While the development of tanks had largely led to the replacement of cavalry in most armies by 1939, the Soviets retained a strong mounted arm. In the terrain and conditions of the Eastern Front they were able to play an important role denied them elsewhere. John Harrel shows how the Soviets developed a doctrine of deep penetration, using cavalry formations to strike into the Axis rear, disrupting logistics and lines of communication, encircling and isolating units. Interestingly he shows that this doctrine did not stem from the native cavalry tradition of the steppe but from the example of the American Civil War. The American approach was copied by the Russians in WWI and the Russian Civil War, refined by the Soviets in the early stages of World War Two and perfected during the last two years of the war. The Soviet experience demonstrated that deep operations (cavalry raids) against enemy rear echelons set the conditions for victory. Although the last horse-mounted units disappeared in the 1950s, their influence led directly to the formation of the Operational Manoeuvre Groups that, ironically, faced US forces in the Cold War.

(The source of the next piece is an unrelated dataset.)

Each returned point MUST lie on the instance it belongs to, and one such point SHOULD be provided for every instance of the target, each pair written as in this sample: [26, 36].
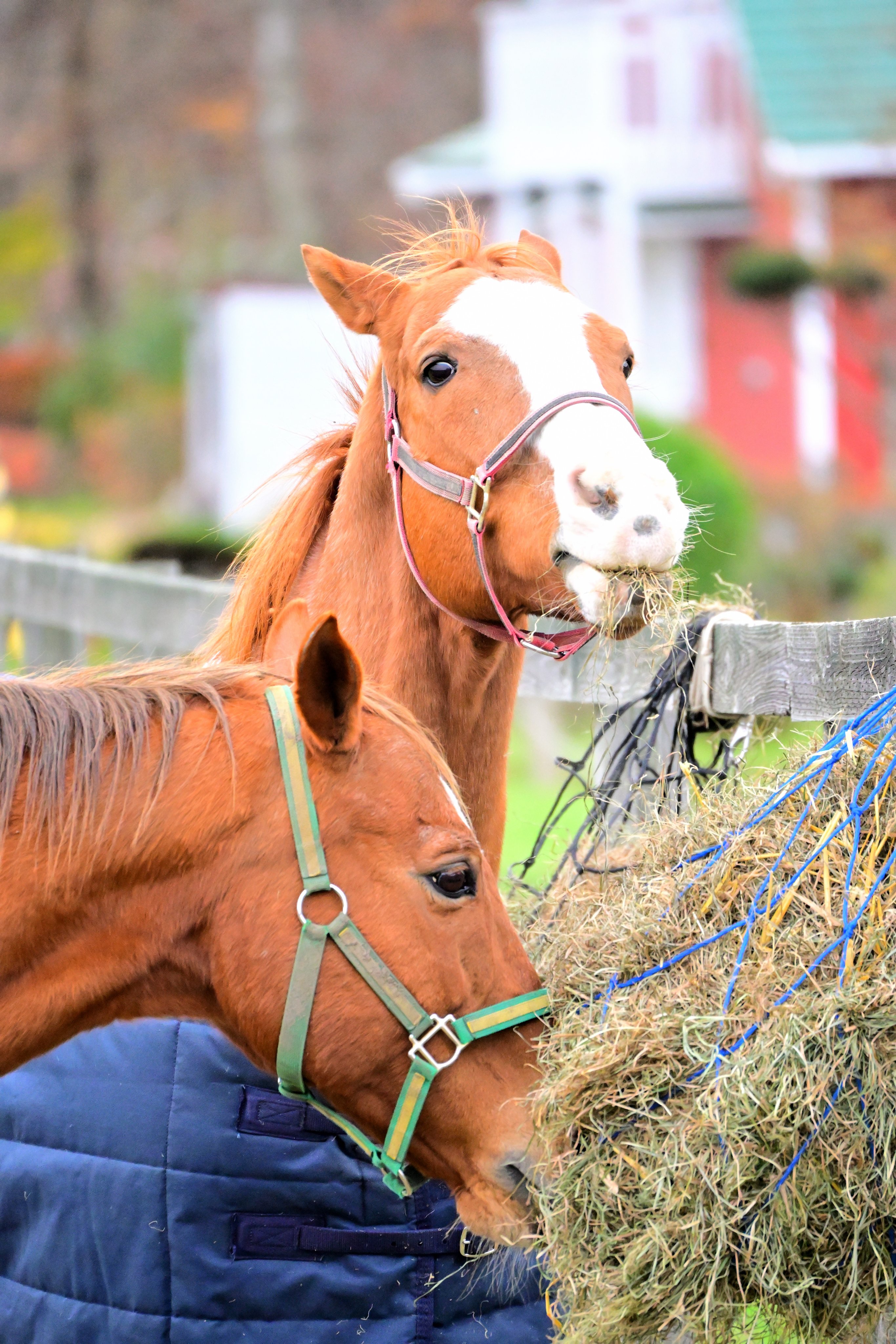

SOVIET CAVALRY OPERATIONS During Second World War and the Genesis of the Operational Manoeuvre Group
There’s a lot to be learned about Russian cavalry in this work, and also about the evolution of Soviet ‘deep battle’ concepts which are still of value today. Deep battle envisaged the breaking of the enemy’s forward defences, or tactical zones, through combined arms assaults, which would be followed up by fresh uncommitted mobile operational reserves, sent to exploit the strategic depth of an enemy front.